The Collection contains a wide assortment of disparate documents and topics, all pertaining to Nova Scotia, a few involving New Brunswick. The documents were generated between the years 1748 and 1991, and extend its contents as far back as the seventeenth century and Nicholas Deny. As a whole, much of the document types include: historical notes, compilations (obituaries from the newspaper Advocate, 1924-1988, covering Cumberland County), addresses, and published articles; newspaper clippings; genealogy notes; family and government correspondence; business financial records, provincial accounts and reports. Contains histories written about industry, religion - churches, natives, Land Company, science and medicine, education, currency, and maritime matters - armed vessels; and contemporary documents relating to land and property, family history, transportation, literature, office holders and government finances, and education - schools and public finance.

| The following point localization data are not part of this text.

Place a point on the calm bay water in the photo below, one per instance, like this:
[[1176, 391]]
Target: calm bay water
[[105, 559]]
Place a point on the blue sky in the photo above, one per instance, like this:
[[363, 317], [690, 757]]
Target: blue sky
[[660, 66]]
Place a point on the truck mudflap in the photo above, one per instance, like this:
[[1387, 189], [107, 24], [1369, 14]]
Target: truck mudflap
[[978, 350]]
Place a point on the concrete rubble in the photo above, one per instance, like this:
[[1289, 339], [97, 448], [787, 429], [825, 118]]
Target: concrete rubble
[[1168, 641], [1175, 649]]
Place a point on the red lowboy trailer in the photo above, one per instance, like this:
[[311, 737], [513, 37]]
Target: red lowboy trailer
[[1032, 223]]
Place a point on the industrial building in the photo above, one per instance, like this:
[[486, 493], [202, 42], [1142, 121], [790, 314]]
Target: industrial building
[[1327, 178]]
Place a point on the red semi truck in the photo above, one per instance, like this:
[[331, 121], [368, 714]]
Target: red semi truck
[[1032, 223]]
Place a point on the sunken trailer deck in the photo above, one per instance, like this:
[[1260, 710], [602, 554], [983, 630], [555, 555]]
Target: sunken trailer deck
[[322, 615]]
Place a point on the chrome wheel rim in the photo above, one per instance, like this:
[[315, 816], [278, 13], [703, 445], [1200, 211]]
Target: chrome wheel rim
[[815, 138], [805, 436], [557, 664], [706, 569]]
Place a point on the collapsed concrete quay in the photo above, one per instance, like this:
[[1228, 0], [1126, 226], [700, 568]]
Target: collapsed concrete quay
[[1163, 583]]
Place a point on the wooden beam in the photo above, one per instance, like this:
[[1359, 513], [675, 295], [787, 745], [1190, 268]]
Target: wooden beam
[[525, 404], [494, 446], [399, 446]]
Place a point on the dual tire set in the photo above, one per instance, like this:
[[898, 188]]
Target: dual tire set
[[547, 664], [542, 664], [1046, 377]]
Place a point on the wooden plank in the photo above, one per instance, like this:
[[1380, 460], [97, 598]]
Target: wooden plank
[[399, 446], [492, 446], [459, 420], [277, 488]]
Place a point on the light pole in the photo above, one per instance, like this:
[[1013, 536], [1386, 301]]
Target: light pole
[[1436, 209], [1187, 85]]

Specific to material generated before the twentieth century, examples include genealogy notes in family bibles, an account book of Robin's firm (Isle Madame, Cape Breton?) and mentions carpentry work done in other coastal areas in New Brunswick and Gaspe, school rate payers (Shelburne, 1884), promotional flyer for a vegetable cure for diseases of the skin (1895), newspaper clippings of poetry,1827 census papers, brief summary of Nova Scotia by Charles Morris, provincial Treasurer's accounts (examples - 1. relating to roads and bridge work in the 1840s, much in the Antigonish area, 2. gold fields and immigration in the 1860s, 3. expenditures for salary of the lighthouse keepers at St. Paul's Island and Beaver Island (1847-8), Currency Commission Minutes which contains an extensive discussion on what currency should be considered legal tender (1834), reports on the state of the province (1748-1782), petitions from the inhabitants of Kings County and Halifax (1757), correspondence of Captain Alfred McNutt and narrative by Capt. Joshua Slocum concerning sailing (circa late 19th c.), and a reminiscence of a supper with Joseph Howe (1856). Also includes various documents pertaining to county boundaries and the expenses of surveys (many name labourers and contractors). Surveyor General Charles Morris and deputy surveyors generated much of the documents of the last category: Wentworth Taylor, Laurence Buskirk, Whitman Freeman, John Holmes and William O'Brien. For this period, topics range from local history, geography and description, demography, transportation infrastructure, monetary systems and government finance, and literature, and to a lesser extent, health and medicine, and education.
Note: Microfilmed and shelved with FC LMR .G7A7H4N6, Headquarters Office Papers for Nova Scotia: reel 3 - vols. 93-94, reel 8 - vols. 199-200.